That's what libraries are for.
Copilot is just copy / paste of the code it was trained on.
When the code it was trained on is later discovered to have CVEs, will it automatically patch the pasted code?
With a library, you can update to the patched version. Copilot has no such feature.
Every time I hear someone say this, I hear "I've never really tried Copilot, but I have an opinion because I saw something on Twitter."
Given the function name for a test and 1-2 examples of tests you've written, Copilot will write the complete test for you, including building complex data structures for the expected value. It correctly uses complex internal APIs that aren't even hosted on GitHub, much less publicly.
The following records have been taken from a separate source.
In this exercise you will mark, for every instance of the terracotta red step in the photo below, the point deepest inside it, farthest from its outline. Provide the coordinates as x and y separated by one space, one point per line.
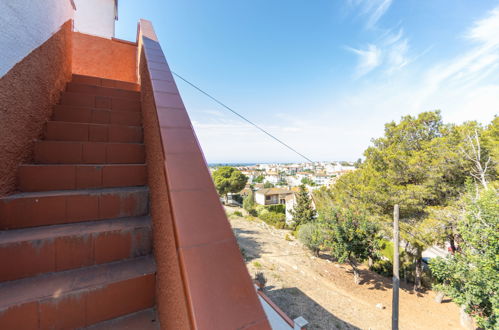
32 251
89 80
66 131
58 207
97 101
96 116
102 91
143 320
78 298
38 177
62 152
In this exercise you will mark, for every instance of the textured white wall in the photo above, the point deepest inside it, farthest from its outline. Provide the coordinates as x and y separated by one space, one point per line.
26 24
95 17
259 198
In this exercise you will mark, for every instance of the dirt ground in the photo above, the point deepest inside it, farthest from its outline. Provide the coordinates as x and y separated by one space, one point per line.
323 292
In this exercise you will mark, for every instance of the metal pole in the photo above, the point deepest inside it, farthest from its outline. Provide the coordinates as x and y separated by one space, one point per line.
396 278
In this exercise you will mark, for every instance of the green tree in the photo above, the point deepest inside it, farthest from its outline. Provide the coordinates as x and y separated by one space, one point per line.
351 237
268 185
249 201
227 180
471 276
491 143
307 181
259 179
417 164
303 210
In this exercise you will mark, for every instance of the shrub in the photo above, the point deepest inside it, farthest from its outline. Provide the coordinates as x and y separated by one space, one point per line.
249 201
277 208
310 235
383 267
253 213
273 218
256 264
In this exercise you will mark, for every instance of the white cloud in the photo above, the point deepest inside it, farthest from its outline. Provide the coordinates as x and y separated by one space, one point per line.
390 52
464 87
373 10
369 59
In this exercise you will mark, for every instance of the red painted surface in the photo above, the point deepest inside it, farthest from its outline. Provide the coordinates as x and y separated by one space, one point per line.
170 295
27 94
220 293
95 262
104 58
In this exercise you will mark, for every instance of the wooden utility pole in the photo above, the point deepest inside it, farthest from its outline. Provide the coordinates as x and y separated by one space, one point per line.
396 278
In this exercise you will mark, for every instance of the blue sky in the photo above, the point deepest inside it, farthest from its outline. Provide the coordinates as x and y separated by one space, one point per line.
324 75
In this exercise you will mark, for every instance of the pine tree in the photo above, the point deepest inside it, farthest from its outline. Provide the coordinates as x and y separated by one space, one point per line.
303 210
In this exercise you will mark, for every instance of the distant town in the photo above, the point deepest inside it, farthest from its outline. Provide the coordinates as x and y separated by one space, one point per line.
313 175
274 184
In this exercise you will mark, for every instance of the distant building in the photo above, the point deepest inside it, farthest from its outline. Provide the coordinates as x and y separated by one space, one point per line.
272 196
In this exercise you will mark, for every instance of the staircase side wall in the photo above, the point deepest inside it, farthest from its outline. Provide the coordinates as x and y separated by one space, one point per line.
104 58
28 92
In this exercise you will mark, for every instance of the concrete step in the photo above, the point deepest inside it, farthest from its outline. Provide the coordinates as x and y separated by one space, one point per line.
41 177
62 152
97 81
80 297
96 116
143 320
67 131
25 210
102 91
98 101
32 251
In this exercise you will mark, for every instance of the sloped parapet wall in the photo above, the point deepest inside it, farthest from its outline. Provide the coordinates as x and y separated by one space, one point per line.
206 285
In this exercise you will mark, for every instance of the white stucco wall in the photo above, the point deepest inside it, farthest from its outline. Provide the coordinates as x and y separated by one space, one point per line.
259 198
95 17
26 24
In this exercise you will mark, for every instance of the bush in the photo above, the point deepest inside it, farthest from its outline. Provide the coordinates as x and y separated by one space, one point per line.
253 213
249 201
277 220
277 208
237 197
383 267
310 235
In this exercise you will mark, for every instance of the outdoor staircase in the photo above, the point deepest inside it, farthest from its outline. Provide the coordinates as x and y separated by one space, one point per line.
75 241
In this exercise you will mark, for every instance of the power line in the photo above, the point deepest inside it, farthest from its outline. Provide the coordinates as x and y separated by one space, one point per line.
243 118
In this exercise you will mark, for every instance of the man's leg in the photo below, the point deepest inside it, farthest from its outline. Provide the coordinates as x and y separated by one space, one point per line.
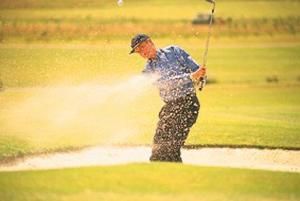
173 127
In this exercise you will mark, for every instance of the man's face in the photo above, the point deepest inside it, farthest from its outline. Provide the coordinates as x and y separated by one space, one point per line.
146 49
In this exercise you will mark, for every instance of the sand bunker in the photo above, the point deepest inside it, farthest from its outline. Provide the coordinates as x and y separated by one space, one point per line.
279 160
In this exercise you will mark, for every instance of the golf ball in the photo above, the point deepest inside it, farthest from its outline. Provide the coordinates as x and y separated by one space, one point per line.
120 2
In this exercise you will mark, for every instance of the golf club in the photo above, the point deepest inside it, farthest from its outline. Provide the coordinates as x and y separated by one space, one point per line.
203 80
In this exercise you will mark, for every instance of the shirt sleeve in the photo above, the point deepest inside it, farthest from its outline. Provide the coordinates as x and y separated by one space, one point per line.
189 64
148 69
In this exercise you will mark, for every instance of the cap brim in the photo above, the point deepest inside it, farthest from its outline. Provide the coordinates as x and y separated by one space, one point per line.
132 51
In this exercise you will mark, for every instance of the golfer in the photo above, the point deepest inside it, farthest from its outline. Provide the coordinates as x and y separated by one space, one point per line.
177 72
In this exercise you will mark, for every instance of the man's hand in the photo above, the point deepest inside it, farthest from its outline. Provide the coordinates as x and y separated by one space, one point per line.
200 73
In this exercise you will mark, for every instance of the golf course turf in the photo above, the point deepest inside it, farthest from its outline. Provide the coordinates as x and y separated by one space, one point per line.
67 81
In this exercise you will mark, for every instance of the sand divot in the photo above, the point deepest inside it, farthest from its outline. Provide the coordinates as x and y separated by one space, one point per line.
277 160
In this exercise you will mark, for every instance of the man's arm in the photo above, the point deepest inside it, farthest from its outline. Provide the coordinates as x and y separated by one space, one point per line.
191 66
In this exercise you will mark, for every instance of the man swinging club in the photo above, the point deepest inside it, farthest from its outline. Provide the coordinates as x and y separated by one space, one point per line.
177 74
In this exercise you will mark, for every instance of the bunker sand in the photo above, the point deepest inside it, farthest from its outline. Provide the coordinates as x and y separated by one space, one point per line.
276 160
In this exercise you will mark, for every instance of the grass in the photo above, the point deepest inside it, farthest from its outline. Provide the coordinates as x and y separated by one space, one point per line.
107 21
241 108
150 182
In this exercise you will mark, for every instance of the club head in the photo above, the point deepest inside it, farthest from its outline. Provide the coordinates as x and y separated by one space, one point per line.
211 1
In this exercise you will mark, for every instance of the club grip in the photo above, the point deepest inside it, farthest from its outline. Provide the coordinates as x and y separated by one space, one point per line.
202 83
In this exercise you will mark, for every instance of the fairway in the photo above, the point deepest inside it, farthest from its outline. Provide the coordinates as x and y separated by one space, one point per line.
227 115
71 97
158 181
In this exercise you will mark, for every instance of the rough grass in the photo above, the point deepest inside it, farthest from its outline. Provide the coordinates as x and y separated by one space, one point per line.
51 22
241 108
150 182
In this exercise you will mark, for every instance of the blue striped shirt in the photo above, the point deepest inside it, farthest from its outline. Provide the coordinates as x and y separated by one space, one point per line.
174 66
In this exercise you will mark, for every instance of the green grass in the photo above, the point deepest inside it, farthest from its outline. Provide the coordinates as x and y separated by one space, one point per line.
241 108
150 182
48 22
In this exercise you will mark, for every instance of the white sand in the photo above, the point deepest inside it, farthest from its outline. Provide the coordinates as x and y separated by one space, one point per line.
278 160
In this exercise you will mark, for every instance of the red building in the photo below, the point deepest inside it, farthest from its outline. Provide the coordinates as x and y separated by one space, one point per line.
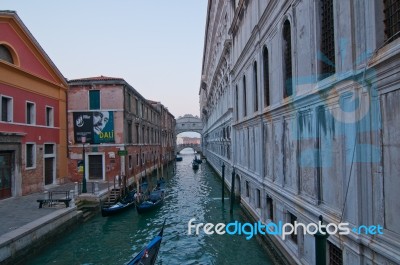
126 134
33 93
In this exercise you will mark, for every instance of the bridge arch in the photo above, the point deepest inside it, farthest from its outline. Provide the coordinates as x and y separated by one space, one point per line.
188 123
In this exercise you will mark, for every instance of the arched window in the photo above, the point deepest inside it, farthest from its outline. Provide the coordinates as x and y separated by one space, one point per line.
266 77
287 55
237 103
255 87
5 54
244 97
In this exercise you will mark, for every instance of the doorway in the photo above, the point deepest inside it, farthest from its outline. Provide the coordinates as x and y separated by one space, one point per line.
5 174
95 167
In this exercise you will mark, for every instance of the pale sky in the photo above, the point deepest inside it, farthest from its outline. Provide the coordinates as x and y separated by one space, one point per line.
155 45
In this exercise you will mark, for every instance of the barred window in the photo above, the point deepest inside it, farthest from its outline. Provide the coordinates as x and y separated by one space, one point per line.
237 103
327 39
292 219
244 97
392 19
266 77
287 52
255 87
335 255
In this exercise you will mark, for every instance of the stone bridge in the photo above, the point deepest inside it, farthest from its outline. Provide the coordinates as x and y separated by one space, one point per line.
195 147
188 123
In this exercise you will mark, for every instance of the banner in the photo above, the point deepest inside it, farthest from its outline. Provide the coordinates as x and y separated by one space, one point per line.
97 127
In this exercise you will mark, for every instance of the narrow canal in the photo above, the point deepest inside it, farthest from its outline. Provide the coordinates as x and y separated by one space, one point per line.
115 239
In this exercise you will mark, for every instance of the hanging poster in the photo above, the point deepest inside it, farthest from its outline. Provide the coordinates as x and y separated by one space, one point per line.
97 127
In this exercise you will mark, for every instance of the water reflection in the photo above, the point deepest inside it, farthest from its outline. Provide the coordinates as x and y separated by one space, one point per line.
115 239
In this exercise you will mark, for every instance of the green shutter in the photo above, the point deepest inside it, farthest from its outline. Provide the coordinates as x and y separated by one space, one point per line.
94 99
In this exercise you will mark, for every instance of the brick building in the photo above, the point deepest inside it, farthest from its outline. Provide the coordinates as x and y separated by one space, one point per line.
123 130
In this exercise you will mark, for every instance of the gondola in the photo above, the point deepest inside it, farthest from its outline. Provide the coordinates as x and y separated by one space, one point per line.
124 204
153 201
197 160
195 165
148 255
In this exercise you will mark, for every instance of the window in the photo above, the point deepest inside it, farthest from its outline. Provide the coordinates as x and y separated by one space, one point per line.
335 255
137 134
292 219
255 87
129 132
270 208
258 198
244 97
30 113
266 77
30 155
49 149
392 19
94 99
327 39
5 54
49 116
6 109
287 54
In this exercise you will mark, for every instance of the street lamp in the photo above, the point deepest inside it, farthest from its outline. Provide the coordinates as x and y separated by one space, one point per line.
83 141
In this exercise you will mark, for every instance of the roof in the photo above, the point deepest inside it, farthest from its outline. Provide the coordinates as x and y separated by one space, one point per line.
13 15
97 78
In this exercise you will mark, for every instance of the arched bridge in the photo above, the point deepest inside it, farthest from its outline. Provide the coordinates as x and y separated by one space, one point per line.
195 147
188 123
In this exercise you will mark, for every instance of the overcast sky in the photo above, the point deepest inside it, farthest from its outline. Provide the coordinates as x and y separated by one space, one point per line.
155 45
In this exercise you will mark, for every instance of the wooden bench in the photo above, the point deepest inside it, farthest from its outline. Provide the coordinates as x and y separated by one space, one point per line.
53 198
51 201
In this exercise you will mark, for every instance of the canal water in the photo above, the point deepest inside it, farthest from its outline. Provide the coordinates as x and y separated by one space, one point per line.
115 239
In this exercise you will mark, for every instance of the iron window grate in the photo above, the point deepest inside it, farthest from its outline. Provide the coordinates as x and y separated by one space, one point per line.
327 38
288 90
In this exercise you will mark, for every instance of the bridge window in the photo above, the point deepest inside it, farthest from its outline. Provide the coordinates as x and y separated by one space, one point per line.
237 103
255 87
244 97
266 77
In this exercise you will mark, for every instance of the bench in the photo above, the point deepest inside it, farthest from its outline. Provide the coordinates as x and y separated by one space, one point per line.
51 201
55 197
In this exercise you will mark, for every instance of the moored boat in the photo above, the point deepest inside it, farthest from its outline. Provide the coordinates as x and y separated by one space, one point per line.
148 255
195 165
122 205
Given nothing but an `@Test` annotation, it will actually generate complete tests that cover cases you haven't yet covered.
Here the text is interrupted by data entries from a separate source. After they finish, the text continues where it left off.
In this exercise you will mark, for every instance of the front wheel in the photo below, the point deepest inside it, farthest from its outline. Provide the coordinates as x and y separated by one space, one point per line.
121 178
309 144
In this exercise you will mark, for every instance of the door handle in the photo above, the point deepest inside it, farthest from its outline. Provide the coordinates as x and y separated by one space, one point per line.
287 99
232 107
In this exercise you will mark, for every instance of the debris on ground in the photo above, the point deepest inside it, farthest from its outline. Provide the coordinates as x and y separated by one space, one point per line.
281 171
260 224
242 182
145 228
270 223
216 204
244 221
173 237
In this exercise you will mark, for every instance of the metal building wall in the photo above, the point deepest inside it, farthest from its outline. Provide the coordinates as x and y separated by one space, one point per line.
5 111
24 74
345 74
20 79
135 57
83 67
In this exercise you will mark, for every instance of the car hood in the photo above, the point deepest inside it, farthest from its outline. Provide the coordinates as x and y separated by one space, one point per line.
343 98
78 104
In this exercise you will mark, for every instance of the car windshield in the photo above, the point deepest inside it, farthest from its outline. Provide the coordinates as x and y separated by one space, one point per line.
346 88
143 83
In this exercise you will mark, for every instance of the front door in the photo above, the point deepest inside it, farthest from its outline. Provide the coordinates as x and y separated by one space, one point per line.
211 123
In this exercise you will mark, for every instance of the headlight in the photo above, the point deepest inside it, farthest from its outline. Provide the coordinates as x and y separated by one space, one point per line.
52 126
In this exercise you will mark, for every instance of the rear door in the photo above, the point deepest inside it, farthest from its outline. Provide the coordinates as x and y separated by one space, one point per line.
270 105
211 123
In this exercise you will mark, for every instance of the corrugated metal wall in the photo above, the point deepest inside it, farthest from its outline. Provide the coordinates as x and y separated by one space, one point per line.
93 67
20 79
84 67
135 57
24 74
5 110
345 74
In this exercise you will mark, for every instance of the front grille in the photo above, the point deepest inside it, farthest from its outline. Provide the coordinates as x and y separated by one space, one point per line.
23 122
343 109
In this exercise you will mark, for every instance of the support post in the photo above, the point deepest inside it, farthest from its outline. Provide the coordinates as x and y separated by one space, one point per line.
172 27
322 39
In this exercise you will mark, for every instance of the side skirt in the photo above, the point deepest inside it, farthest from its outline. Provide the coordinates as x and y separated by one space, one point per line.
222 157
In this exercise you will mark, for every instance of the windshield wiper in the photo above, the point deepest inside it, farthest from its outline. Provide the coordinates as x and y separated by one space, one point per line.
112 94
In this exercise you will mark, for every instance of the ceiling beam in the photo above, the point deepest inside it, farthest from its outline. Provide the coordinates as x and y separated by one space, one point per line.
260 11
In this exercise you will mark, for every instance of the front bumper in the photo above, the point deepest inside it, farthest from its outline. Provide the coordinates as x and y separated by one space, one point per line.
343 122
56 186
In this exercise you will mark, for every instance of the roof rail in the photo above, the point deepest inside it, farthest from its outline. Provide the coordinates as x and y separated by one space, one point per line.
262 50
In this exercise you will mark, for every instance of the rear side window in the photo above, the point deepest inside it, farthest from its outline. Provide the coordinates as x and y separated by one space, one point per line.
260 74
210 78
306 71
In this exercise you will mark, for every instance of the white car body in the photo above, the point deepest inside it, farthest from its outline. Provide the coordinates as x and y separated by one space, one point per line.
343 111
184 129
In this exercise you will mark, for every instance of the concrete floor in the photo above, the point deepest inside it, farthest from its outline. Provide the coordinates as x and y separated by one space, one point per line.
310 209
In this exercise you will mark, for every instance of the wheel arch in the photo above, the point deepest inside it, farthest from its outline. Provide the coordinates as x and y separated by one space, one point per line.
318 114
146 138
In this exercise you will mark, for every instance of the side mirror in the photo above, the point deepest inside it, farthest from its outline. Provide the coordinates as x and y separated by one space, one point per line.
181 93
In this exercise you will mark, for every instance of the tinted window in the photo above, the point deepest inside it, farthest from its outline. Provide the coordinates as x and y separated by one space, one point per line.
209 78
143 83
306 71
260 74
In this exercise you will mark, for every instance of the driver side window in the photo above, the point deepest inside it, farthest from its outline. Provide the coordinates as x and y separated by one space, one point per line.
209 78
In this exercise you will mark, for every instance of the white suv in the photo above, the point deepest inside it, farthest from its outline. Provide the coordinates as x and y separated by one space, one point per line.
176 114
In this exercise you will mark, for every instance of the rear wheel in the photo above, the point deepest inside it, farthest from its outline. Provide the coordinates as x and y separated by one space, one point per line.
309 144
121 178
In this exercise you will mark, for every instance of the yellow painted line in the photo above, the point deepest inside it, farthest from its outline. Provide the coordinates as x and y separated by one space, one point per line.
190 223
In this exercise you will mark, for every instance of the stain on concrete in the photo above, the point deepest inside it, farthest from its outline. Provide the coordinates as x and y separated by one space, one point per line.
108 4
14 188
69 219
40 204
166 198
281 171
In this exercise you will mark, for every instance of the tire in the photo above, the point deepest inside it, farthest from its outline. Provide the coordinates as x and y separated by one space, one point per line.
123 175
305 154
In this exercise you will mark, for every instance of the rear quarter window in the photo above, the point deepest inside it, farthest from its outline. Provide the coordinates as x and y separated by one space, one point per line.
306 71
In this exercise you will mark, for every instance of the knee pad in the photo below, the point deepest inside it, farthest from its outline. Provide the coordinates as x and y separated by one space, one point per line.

There are all kinds of possible attacks on Copilot. If you had said it can copy/paste its training data I wouldn't have argued, but "it just copy/pastes the code it was trained on" is demonstrably false, and anyone who's really tried it will tell you the same thing.
EDIT: There's also this fun Copilot use I stumbled across, which I dare you to find in the training data:
/**
Given this text:
Call me Ishmael. Some years ago - never mind how long precisely - having little or no money in my purse, and nothing particular to interest me on shore, I thought I would sail about a little and see the watery part of the world.
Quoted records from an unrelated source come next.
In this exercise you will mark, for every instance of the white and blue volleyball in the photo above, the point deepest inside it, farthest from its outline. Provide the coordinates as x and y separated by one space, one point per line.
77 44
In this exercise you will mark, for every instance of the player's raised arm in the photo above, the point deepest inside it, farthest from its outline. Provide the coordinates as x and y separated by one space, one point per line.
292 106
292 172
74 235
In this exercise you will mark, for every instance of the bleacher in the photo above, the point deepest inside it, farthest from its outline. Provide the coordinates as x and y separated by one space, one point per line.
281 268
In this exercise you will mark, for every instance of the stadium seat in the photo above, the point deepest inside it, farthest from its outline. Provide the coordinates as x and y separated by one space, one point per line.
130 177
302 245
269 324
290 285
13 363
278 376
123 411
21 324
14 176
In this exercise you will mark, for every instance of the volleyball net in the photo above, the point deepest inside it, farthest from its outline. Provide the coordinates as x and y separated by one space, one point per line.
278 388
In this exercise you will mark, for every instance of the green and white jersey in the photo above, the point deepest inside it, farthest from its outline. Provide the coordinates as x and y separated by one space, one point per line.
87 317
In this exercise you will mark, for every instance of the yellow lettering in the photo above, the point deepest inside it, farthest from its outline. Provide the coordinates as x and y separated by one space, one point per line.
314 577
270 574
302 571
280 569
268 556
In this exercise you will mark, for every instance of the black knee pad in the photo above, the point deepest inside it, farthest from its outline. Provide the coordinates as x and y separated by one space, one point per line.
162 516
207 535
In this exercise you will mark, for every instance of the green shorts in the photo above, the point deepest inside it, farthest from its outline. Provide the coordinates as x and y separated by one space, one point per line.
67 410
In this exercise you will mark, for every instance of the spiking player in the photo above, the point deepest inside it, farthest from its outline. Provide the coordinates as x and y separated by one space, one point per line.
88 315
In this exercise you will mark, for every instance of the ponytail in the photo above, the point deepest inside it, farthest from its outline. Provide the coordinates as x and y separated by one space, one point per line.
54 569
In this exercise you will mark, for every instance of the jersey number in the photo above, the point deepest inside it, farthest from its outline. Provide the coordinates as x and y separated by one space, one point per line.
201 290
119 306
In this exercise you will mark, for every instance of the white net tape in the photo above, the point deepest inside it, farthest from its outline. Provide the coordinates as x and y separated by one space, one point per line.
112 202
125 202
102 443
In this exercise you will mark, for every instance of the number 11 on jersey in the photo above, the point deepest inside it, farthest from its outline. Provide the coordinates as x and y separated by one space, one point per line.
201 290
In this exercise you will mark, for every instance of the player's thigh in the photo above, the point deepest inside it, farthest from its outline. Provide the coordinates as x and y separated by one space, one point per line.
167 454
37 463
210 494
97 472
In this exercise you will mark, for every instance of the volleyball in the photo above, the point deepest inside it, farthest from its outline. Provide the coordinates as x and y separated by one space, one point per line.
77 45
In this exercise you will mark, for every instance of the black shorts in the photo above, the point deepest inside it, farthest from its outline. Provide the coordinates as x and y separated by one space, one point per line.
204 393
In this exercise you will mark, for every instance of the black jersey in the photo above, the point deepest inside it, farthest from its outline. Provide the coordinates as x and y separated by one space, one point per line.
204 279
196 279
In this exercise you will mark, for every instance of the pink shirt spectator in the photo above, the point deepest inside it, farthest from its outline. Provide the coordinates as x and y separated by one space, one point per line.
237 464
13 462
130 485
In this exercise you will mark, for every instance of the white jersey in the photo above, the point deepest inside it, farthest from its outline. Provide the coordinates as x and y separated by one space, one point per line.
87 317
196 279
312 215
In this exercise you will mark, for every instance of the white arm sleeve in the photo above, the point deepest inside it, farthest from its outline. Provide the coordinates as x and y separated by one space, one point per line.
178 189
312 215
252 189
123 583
Fill in a JSON structure with my name, how much money I had, and where I'm going:
*/
{
"name": "Ishmael",
"money": 0,
"destination": "the watery part of the world"
}That's cool.
But emitting copyrighted code without attribution and in violation of the code's license is still copyright infringement.
If I created a robot assistant that cleans your house, does the shopping, and occasionally stole things from the store, it would still be breaking the law.
It's fascinating to see how stretchy the word "steals" is nowadays. You can make anything be theft - copying open online content and sharing? theft, learning from data and generating - also theft. Stealing from a physical store - you guessed it.